# utiliser tous les ressorts de quelque chose



## Parigigi

Bonjour,

quel est l'équivalent anglais de cette expression ? 
Le contexte : "ce spectacle *utilisait tous les ressorts* racistes du genre" (les vaudevilles du 19e siècle, aux États-Unis).

"resorted to all/the whole spectrum of mechanisms"? "gimmicks" ? "tricks"?

Merci !


----------



## petit1

triggers ?


----------



## joelooc

borrowed from all the hackneyed archetypes of racial prejudice


----------



## Itisi

the performance/show used all the racist devices/contrivances available to that type of theatre

Edited


----------



## ain'ttranslationfun?

clichés?


----------



## Parigigi

Merci !
J'aime bien la proposition de joelooc !


----------



## Itisi

Parigigi said:


> la proposition de joelooc


C'est une interprétation, pas une traduction.


----------



## petit1

*Itisi* est, à mon avis, dans la bonne direction avec "device" .
Ce qu'on cherche c'est le procédé déclencheur.
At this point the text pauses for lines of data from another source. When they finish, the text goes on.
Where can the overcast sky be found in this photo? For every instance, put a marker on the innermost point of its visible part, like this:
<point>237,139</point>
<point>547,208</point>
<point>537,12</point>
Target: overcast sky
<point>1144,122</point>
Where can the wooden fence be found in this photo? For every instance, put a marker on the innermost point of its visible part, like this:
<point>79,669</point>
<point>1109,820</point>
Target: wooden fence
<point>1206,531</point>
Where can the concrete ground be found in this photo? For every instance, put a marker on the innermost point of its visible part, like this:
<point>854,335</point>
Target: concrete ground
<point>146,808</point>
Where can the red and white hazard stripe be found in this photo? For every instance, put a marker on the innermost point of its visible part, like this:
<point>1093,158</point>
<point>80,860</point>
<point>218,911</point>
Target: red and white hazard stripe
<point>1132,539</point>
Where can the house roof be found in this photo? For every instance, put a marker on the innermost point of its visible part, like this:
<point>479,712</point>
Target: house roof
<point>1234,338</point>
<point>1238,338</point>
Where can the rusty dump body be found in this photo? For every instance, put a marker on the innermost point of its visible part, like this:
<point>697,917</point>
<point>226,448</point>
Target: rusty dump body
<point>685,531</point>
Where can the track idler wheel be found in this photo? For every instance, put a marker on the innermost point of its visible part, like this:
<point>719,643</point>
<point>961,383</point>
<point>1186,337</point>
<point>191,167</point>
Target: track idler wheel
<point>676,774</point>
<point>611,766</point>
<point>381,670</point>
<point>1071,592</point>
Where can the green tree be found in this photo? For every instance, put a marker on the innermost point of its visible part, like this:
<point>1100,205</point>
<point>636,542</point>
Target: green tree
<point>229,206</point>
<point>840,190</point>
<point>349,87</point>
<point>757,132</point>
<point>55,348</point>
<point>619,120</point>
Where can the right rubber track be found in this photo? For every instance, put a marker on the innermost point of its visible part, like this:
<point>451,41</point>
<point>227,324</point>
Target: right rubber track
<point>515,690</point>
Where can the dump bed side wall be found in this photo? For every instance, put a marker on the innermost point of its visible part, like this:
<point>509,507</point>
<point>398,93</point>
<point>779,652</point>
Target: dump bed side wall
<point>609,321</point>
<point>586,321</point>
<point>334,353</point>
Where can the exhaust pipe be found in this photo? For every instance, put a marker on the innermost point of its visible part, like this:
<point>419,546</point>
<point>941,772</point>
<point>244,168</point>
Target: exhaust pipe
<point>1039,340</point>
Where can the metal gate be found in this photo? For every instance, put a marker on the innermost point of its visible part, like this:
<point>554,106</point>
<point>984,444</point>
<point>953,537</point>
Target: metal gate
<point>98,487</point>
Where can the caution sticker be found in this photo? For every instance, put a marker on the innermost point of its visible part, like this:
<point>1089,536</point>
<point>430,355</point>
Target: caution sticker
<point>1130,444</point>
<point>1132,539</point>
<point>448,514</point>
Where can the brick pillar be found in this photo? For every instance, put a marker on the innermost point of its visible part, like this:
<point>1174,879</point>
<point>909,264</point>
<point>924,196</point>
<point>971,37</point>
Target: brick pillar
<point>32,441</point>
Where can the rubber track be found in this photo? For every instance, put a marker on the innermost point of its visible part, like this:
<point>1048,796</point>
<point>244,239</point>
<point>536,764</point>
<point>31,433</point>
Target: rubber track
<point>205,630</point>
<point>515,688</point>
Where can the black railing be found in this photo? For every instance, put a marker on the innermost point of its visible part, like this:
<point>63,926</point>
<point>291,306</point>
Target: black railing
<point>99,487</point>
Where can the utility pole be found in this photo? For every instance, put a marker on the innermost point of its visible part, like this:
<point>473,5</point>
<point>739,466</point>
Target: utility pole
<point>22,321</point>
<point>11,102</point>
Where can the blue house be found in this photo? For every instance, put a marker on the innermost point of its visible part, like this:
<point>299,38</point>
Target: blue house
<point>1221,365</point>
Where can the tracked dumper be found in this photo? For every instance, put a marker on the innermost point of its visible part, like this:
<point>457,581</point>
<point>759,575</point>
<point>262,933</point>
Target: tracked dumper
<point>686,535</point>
Process ?


----------



## Parigigi

Itisi, vous êtes souvent très "sourciste" !  Si le traducteur veut éventuellement donner un peu de peps à sa traduction, il peut se permettre des petites libertés…


----------



## Sacha.Andréa

".... resorted to all the racist stereotypes (clichés) inherent to the genre" or ..." resorted to all the characteristic racist stereotypes of the genre".


----------



## Itisi

Parigigi said:


> Itisi, vous êtes souvent très "sourciste" !
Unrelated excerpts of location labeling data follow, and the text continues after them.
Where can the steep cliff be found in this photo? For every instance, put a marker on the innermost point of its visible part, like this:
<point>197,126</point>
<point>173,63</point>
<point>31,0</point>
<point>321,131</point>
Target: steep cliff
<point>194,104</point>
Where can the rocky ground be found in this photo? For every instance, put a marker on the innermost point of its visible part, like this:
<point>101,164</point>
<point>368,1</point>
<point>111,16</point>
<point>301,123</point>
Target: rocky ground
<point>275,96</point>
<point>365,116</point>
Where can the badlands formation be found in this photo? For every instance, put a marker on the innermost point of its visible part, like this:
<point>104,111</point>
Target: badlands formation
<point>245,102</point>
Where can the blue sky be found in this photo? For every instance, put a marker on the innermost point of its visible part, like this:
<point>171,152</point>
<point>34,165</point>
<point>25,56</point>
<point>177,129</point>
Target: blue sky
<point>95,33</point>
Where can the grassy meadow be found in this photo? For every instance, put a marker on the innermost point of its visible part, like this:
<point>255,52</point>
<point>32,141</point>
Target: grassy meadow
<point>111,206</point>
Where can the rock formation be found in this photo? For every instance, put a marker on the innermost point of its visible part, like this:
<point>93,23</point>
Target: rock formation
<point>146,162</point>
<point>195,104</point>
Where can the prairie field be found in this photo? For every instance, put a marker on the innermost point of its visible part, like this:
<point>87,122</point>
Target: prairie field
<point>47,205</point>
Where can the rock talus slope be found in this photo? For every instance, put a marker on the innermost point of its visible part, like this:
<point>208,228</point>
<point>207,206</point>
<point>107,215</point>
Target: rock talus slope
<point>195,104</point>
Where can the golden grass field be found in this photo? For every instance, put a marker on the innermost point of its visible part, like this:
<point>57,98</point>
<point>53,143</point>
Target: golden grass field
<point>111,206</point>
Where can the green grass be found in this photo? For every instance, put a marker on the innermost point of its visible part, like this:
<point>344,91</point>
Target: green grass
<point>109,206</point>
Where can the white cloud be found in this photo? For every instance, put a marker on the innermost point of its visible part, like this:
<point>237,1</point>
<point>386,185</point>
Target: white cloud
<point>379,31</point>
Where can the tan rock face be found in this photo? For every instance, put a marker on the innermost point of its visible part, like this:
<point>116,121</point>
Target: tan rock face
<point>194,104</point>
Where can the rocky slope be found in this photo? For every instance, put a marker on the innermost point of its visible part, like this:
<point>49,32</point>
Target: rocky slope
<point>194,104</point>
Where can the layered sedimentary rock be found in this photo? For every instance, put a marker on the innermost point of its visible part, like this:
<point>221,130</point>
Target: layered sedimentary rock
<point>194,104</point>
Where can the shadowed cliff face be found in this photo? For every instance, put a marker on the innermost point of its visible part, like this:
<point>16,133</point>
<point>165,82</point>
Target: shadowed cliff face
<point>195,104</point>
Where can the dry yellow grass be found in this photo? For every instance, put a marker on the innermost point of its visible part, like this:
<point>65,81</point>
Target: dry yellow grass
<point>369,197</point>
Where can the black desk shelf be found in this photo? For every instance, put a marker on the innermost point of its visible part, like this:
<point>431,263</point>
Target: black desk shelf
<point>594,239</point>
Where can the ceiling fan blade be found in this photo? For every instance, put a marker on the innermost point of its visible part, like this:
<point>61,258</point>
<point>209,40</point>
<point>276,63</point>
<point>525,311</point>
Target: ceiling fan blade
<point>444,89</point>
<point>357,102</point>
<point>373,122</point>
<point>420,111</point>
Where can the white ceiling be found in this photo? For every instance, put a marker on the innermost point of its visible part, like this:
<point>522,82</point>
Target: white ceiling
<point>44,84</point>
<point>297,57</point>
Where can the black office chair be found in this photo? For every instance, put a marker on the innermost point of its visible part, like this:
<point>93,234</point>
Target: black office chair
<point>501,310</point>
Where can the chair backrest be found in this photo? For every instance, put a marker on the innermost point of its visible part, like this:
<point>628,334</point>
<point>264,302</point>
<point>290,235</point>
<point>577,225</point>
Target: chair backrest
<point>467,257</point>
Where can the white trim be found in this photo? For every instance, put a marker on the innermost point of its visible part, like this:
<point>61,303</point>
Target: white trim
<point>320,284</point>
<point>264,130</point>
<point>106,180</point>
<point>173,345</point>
Ben oui, essayer de traduire ce qui est là, pour moi, c'est le but !


----------



## petit1

Les ressorts (en littérature ou dans d'autres domaines comme le théâtre) ne sont pas des clichés ni des stéréotypes .


----------



## Parigigi

Mais ici, il s'agit bien de clichés - le texte dénonce le recours aux tropes racistes des vaudevilles et _minstrel shows_ américains.


----------



## Itisi

Parigigi said:


> il s'agit bien de clichés


Et pourtant l'auteur n'a pas choisi de dire 'clichés'...


----------



## joelooc

petit1 said:


> en littérature ou dans d'autres domaines comme le théâtre


oui, mais ici il s'agit des


Parigigi said:


> vaudevilles du 19e siècle, aux États-Unis


----------



## Itisi

*joelooc*, je ne vois pas la différence que ça fait, qui'l s'agisse du théâtre grec antique ou du théâtre de l'absurde...


----------



## joelooc

Pourtant ici le contexte me paraît essentiel, le vaudeville américain n'a rien à voir avec le théâtre grec antique ou le théâtre de l'absurde, il est largement plus proche de la comedia dell' arte ou du cirque et exploite donc un vocabulaire visuel reposant largement sur des clichés et des sous-entendus dépendant des idées reçues d'un public venu se divertir d'un consensus comique.


----------



## Itisi

Je ne vois pas ce que je peux dire de plus, et je vous salue..


----------



## Parigigi

Disons que les ressorts du vaudeville américain, du blackface, des minstrel shows etc., utilisent des "caractères" très chargés racialement, et déterminés par le contexte culturel américain (qu'ils participent à orienter dans un sens). Notre jugement actuel sur cette forme (en plus du fait qu'il s'agit de spectacles populaires, également discrédités en tant que tels) nous pousse à y déceler (et à y condamner) ces stéréotypes, ce que l'on ne fait pas pour le théâtre antique ou légitime. Je pense que la dimension éthico-esthétique joue un rôle ici.


----------



## Itisi

(Je dirai juste ceci en plus : plus haut, je voulais dire qu'on parle de 'ressorts' "qu'il s'agisse de_ n'importe quelle_ forme de théâtre".)

Edited


----------



## Aristide

- Je ne vois pas ce que je peux dire de plus
- Je dirai juste ceci en plus : ...

La fausse sortie : un ressort classique du vaudeville !


----------



## Itisi

En fait, je suis là, derrière la porte, et j'entends tout !


----------



## Aristide

Plus les comédiens refont de fausses sorties, et de vrais retours, plus le public rit !


----------



## Aristide

Le mot "ressort" n'est-il pas ambigu ?

- Est-ce un ressort du scénario ? un procédé utilisé pour faire rire le public, par exemple ?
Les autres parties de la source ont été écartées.